4. one kind according to claim 1 is based on built-in system software multi views hazard model, it is characterised in that described
Establishing exploitation view includes establishing software development view and establishes system development view;The software development view Trancking Software is opened
The defects of hair stage, and propagation and evolution process of the defect in different phase.
Preferably, by the exploitation view of software, the various defect behaviors to software are arranged and classified, for each big
Class, further segmented with reference to the action in the respective development phase.
Preferably, the software development view establishes tracked information one by one according to Software Requirement Specification, and whether analysis demand
Correctly, follow the trail of whether each demand in each development phase is designed, is implemented, is tested.
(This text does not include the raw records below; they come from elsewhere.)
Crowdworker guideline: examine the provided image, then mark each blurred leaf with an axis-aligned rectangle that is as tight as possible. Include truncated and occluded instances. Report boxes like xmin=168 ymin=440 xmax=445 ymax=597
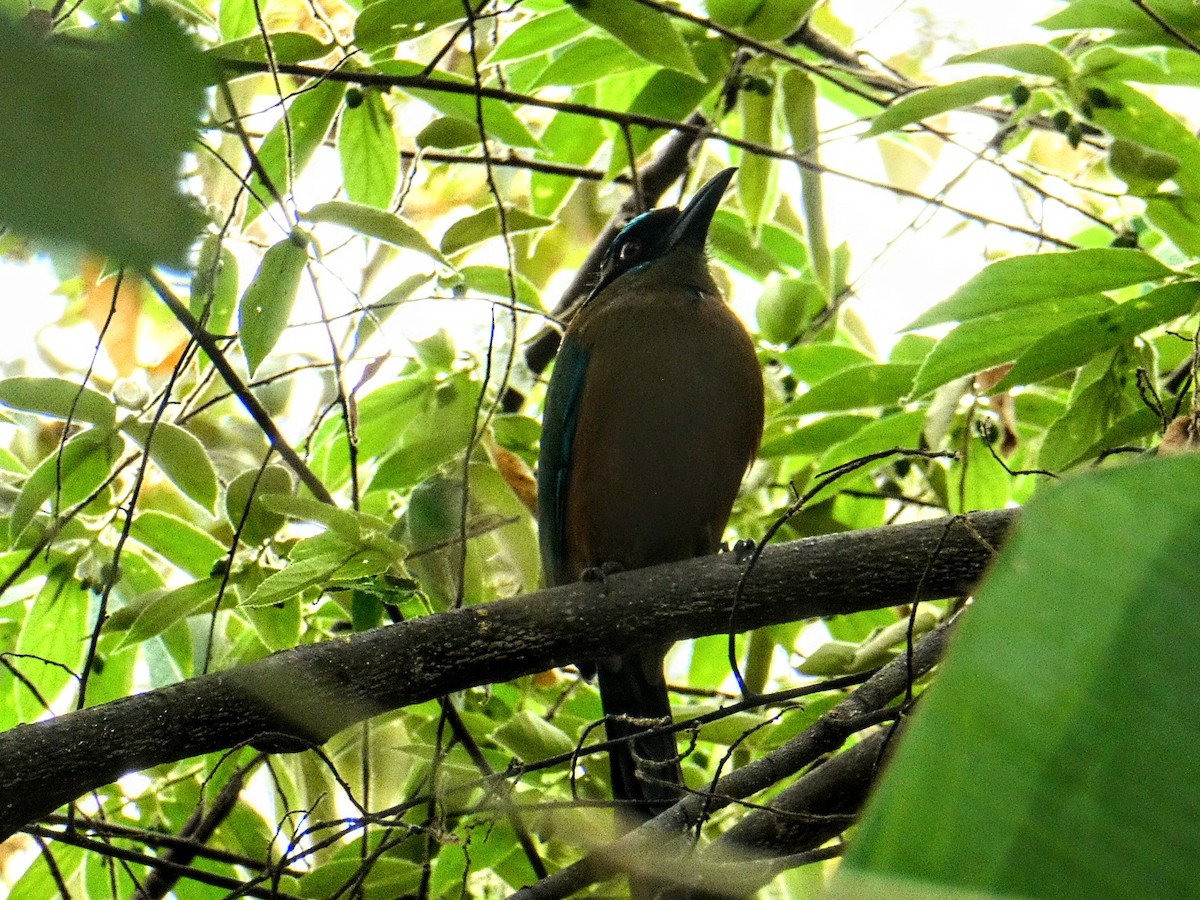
xmin=912 ymin=297 xmax=1111 ymax=397
xmin=784 ymin=362 xmax=919 ymax=415
xmin=1081 ymin=77 xmax=1200 ymax=199
xmin=833 ymin=456 xmax=1200 ymax=898
xmin=866 ymin=76 xmax=1021 ymax=137
xmin=111 ymin=577 xmax=228 ymax=648
xmin=130 ymin=510 xmax=229 ymax=578
xmin=242 ymin=80 xmax=346 ymax=227
xmin=302 ymin=200 xmax=450 ymax=266
xmin=376 ymin=61 xmax=539 ymax=148
xmin=187 ymin=234 xmax=238 ymax=335
xmin=485 ymin=6 xmax=590 ymax=65
xmin=354 ymin=0 xmax=467 ymax=58
xmin=208 ymin=30 xmax=334 ymax=65
xmin=226 ymin=466 xmax=293 ymax=547
xmin=904 ymin=247 xmax=1172 ymax=331
xmin=491 ymin=709 xmax=576 ymax=762
xmin=0 ymin=377 xmax=116 ymax=430
xmin=529 ymin=36 xmax=647 ymax=90
xmin=1109 ymin=138 xmax=1180 ymax=197
xmin=568 ymin=0 xmax=703 ymax=78
xmin=8 ymin=428 xmax=125 ymax=546
xmin=0 ymin=6 xmax=214 ymax=268
xmin=337 ymin=90 xmax=400 ymax=210
xmin=238 ymin=228 xmax=308 ymax=376
xmin=737 ymin=65 xmax=776 ymax=245
xmin=121 ymin=420 xmax=217 ymax=512
xmin=460 ymin=265 xmax=546 ymax=310
xmin=442 ymin=206 xmax=554 ymax=256
xmin=1146 ymin=193 xmax=1200 ymax=257
xmin=992 ymin=281 xmax=1200 ymax=391
xmin=416 ymin=115 xmax=479 ymax=150
xmin=949 ymin=43 xmax=1075 ymax=82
The Interface design and the uniformity of software and hardware mapping of the system development view tracking software and hardware.
Preferably, the interface between software and hardware design is analyzed with the uniformity mapped by software interface document.
Preferably, the system development view obtains software and hardware function segmentation information from system documentation, is built according to interface document
Vertical interface between software and hardware mapping matrix, whether analysis interface integrality and uniformity, follow-up analysis interface are accomplished.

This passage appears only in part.